Once I had tracked down the source, I would either find the best available translation of the passage or produce one myself.
As in television detective work, one relies on a combination of old-fashioned sleuthing, technological aids and dumb luck.
Witnesses help, but they can be unreliable; never intending to fact-check or source their literary prose, both authors had forgotten precisely where several quotations had come from.
My own familiarity with some of the sources helped—literary translation is almost always served by elective affinities between author and translator, which in this case meant that we had already been reading a lot of the same stuff—but I still had to become conversant with authors and texts that had never meant much to me before.
Digital searches, which cover millions of texts in a fraction of a second, help a lot.
A typical day’s work brings all these resources into play and still ends with a note to one’s tomorrow-morning self about where to pick up the thread.
After all, most CSI-type crime dramas mark their entr’acte with a scene of frustration, that moment when the investigators hit a wall (literally or figuratively, depending on the quality of the direction and/or set design), so that after the commercial break (or, for the translator, a good night’s sleep), we can backtrack and re-evaluate.
That was my daily life for about a year.
What could possibly motivate someone to perform this kind of labor?

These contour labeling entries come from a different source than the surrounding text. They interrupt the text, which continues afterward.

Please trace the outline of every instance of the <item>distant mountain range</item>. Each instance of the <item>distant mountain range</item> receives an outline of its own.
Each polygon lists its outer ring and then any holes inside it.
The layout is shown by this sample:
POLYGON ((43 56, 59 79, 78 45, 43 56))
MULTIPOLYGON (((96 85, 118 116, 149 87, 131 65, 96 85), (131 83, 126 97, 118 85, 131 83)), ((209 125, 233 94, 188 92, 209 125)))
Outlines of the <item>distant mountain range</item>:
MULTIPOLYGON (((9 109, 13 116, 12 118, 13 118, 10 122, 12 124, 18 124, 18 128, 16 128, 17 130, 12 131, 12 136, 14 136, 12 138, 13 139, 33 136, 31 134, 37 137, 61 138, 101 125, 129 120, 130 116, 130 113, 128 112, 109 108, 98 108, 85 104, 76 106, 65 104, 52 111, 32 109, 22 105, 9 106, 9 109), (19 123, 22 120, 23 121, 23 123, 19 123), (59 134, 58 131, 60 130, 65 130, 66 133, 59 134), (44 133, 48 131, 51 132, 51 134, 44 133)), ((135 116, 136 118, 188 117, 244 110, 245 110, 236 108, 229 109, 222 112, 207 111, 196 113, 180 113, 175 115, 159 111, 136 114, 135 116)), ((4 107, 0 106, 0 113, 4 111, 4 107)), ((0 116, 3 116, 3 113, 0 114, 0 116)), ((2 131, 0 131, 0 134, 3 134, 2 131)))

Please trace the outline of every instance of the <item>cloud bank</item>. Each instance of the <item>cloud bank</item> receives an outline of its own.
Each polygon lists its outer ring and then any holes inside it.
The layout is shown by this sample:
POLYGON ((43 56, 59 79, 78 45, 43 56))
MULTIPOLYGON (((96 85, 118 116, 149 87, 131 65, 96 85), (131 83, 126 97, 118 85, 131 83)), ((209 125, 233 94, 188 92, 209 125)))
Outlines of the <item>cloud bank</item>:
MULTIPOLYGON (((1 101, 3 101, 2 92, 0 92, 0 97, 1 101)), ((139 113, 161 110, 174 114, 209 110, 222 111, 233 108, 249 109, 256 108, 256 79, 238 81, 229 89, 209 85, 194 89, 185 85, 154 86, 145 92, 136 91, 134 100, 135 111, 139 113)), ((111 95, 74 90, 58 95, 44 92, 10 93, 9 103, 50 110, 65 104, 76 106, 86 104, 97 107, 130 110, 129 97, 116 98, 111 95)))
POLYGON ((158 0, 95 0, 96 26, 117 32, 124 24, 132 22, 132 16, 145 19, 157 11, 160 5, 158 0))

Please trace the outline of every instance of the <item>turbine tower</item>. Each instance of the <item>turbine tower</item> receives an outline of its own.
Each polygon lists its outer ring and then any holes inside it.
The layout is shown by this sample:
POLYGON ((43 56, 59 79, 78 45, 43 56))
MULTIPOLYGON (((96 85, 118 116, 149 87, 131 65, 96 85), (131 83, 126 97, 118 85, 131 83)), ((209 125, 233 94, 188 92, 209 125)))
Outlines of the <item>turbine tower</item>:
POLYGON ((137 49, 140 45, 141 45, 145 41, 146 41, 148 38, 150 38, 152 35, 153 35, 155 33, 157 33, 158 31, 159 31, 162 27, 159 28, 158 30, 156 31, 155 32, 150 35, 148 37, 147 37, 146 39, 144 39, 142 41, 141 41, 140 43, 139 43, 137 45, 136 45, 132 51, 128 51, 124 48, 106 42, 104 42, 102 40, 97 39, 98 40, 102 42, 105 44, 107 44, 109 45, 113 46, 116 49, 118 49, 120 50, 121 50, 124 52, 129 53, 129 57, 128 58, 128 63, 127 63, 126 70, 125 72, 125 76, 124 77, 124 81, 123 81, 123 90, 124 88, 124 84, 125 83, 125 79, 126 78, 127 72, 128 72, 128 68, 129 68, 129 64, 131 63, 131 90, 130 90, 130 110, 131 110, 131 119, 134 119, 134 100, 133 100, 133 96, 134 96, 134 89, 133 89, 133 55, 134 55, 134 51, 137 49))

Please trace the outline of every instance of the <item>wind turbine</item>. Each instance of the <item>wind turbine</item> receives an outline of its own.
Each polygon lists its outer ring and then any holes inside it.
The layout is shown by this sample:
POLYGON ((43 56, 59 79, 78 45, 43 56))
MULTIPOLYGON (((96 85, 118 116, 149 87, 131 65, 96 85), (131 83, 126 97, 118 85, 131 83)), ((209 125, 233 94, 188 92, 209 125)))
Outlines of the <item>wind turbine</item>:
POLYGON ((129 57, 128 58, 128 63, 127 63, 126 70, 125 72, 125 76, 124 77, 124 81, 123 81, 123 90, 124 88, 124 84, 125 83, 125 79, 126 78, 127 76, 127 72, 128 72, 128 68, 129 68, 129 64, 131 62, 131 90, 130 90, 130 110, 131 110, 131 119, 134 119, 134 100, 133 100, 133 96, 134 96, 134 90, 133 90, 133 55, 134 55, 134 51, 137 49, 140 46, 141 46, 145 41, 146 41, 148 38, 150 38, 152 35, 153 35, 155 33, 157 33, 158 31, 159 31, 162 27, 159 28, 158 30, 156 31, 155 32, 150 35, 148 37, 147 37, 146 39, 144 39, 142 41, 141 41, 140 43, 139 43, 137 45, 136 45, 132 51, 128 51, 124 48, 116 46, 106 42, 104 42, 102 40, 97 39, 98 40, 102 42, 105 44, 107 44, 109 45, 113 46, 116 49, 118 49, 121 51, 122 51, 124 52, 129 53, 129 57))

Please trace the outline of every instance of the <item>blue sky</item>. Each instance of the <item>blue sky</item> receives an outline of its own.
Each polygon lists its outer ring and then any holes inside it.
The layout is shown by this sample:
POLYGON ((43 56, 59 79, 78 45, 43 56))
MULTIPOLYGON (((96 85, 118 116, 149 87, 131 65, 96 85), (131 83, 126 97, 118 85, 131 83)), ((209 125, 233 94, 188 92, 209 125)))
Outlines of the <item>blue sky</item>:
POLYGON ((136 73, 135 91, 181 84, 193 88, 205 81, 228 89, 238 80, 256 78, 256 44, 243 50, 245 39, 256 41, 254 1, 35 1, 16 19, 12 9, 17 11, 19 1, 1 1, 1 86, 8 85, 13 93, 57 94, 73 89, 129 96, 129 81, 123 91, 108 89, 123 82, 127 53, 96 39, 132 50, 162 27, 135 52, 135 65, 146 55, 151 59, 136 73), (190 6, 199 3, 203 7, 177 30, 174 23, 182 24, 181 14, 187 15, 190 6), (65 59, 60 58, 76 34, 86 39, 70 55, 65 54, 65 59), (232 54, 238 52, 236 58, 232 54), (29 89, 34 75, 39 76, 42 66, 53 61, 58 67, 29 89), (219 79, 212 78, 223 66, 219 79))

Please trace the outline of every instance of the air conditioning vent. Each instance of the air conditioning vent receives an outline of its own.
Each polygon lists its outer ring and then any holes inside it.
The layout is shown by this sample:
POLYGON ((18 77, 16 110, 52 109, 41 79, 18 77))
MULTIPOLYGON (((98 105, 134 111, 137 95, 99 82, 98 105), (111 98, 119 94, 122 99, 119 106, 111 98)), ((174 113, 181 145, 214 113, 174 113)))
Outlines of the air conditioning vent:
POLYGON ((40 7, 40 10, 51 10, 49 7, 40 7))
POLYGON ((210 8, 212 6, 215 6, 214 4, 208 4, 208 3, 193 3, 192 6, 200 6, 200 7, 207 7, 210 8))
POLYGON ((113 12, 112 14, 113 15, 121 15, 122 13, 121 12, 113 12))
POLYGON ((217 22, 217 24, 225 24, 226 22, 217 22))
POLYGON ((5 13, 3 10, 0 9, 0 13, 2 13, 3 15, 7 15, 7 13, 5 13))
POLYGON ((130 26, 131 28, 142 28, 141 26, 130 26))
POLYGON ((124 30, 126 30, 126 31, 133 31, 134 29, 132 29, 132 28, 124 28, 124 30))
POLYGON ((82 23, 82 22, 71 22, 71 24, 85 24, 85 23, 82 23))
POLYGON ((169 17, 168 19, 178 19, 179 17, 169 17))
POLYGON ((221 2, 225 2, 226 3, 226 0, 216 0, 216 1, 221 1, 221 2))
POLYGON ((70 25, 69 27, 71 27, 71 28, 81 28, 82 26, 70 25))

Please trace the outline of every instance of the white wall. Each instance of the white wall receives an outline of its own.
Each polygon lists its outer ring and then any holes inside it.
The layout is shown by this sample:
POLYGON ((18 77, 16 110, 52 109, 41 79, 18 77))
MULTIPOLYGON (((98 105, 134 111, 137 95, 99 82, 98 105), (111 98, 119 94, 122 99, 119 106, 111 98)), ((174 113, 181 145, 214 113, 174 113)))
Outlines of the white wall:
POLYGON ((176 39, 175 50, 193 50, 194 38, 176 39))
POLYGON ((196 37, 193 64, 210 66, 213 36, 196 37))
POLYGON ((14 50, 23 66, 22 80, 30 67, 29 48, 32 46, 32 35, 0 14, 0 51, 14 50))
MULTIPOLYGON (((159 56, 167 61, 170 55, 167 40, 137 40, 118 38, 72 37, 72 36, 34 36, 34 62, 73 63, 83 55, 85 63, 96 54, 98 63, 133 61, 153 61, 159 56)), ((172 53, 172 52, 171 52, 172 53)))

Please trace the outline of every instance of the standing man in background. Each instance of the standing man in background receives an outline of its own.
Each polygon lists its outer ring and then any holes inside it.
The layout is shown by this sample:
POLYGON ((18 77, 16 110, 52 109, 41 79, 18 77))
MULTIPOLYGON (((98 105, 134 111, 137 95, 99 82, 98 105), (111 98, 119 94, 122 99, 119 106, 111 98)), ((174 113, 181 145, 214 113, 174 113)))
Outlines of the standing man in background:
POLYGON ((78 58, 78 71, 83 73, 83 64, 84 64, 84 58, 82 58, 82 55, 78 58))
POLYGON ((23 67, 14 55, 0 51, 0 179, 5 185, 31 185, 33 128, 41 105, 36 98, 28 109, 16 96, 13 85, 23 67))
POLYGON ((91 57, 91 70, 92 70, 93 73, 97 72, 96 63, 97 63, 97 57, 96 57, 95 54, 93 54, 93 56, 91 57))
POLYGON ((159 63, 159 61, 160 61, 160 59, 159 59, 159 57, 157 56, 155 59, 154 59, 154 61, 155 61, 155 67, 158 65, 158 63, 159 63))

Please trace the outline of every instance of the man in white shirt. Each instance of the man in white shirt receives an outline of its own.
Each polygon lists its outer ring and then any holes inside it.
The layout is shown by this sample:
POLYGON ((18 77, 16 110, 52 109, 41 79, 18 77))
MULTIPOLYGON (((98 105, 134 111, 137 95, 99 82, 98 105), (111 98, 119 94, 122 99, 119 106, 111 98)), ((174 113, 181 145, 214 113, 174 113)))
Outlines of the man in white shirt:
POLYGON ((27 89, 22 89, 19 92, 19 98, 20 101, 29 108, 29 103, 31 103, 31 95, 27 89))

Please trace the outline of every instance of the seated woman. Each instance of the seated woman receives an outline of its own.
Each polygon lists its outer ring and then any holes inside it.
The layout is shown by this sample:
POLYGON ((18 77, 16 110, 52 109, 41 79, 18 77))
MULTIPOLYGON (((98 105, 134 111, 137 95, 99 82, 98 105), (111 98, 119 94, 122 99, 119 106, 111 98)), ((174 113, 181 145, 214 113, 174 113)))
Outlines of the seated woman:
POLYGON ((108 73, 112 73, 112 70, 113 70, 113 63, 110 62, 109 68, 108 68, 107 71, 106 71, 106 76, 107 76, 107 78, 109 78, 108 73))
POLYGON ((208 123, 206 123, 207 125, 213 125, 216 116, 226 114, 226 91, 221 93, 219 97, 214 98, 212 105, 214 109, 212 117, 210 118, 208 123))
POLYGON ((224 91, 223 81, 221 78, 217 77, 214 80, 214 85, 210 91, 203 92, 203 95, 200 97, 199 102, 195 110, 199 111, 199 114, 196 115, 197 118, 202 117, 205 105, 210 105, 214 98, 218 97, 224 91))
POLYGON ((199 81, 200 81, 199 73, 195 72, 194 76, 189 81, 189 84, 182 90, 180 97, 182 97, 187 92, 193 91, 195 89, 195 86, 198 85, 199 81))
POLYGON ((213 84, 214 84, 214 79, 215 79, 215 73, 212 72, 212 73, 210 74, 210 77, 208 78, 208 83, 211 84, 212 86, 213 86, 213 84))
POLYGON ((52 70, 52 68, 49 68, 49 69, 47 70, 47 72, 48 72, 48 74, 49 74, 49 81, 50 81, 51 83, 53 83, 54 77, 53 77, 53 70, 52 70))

The per-hour wage for literary translation in the United States usually works out to cents.
The appeal, what sustains the translator from one jaw-clenching moment to the next, is the purely poetic activity of matching a word or phrase, of reorchestrating the tonal shifts from one language to another.
But in the end, all you really want to do is to climb inside this text in order to understand how it works, what it was that sparked the enthusiasm bordering on obsession that is the sine qua non of labor so generous in its demands and poor in its pay.
Sometimes it’s only by reconstructing the machine from the inside out, switching it on, and watching it work that you can move on to something else.
If you can outfit it with a new bibliography or index along the way, more’s the better.